Well, it's time for the new tradition, but now 'NEW and IMPROVED” (because it's not going to rain this time!)!! The 2nd Annual Antique U-Car-Lele Meetup at the Phillips House Museum in Salem, MA, happening on Sunday, August 11th from 12-3pm. We'll be playing and singing car-tunes as well as other song genres in the back of the house. The annual Antique Car Meet is a spectacular event for car lovers. It's now even more spectacular because it includes us singing and playing.

We don't need to play continuously from 12-3pm. We'll probably play a couple of longer sets, with a nice break in the middle so we can all peruse the cars. There will be a small, roving jazz band playing on Chestnut Street as well. Feel free to take a tour of the museum (It will be free for us to tour. The museum is open from 11-4.).
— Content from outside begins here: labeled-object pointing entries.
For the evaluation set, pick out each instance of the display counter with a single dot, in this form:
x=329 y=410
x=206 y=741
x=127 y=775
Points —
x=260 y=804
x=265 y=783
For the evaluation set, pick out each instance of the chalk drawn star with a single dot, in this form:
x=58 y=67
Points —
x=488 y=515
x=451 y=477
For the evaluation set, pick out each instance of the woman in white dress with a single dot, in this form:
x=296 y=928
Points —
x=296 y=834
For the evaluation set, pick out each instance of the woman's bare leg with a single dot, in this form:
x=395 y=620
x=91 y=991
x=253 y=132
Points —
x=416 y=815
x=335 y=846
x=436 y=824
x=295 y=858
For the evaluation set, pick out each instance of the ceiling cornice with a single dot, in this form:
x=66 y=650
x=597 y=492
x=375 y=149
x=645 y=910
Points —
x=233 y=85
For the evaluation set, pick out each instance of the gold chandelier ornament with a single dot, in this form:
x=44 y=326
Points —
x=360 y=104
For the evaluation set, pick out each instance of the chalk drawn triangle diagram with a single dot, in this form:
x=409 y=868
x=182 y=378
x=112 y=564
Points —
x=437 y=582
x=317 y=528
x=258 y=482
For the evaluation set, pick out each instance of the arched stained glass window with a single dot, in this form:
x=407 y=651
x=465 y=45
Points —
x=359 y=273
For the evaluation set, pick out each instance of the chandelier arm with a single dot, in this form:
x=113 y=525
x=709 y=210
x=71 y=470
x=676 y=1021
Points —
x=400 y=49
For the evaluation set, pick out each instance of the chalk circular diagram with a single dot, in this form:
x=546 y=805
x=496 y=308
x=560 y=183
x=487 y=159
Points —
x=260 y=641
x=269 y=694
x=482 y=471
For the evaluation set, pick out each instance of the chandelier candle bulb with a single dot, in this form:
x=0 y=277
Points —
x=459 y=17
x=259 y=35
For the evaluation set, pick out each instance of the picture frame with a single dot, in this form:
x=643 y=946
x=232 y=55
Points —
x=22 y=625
Try to get there by 11:30 so you can set up. Bring a music stand. Sheet music will be provided. I'll hope to get music posted ahead of time. While we'll be playing under a tree, so there'll be some shade, it IS August. Dress comfortably, perhaps in a vintage '20s or '30s spirited clothing, or even wear your favorite Hawaiian shirt.
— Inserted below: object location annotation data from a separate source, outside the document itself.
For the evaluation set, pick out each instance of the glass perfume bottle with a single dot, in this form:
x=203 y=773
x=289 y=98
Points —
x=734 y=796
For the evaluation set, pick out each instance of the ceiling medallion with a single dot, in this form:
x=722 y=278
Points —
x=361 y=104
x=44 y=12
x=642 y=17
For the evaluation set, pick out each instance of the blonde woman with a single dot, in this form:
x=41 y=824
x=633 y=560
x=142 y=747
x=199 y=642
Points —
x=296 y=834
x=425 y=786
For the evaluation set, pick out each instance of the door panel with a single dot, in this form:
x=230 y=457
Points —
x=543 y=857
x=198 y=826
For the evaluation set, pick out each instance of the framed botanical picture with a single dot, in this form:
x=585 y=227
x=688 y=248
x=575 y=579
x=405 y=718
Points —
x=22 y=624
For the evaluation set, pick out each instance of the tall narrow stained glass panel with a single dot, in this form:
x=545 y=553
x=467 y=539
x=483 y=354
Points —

For parking, unless you're truly infirmed, don't park on Chestnut Street itself. Instead, park on neighboring streets such as Warren St, Essex St, or Broad Street.

Afterward, for those who wish to, we'll head on over to the cidery, Far From The Tree (under a ten-minute walk away) and sip on some freshly made hard cider (there are non-alcoholic beverages available there as well). We can have some pizza delivered there as well, if we're interested (Far From The Tree doesn't serve food, but any food can be brought in or delivered).

For those who have never been to Salem or Chestnut Street, the street was built in the 1890s for the newly wealthy of Salem, arising from the enormous money made from the merchant trade. Those owning trade ships as well as merchants were becoming some of the wealthiest people in the world. One of them, Elias Hasket Derby, became the first millionaire in the United States during that time. The grand Federal style mansions on Chestnut Street are considered to be among the finest collection in the U.S., and the street itself, in spite of being only four blocks long, is in the National Register Of Historic Landmarks because of the collection of homes that are on it.

The Phillips House Museum is part of Historic New England's collection. When the Phillips family was still living in the stately home, the younger Stephen Phillips was a car collector (the elder Stephen Phillips was Attorney General for the state of Hawaii!). Part of his collection is in a display in the carriage house in the back. The collection rotates seasonally.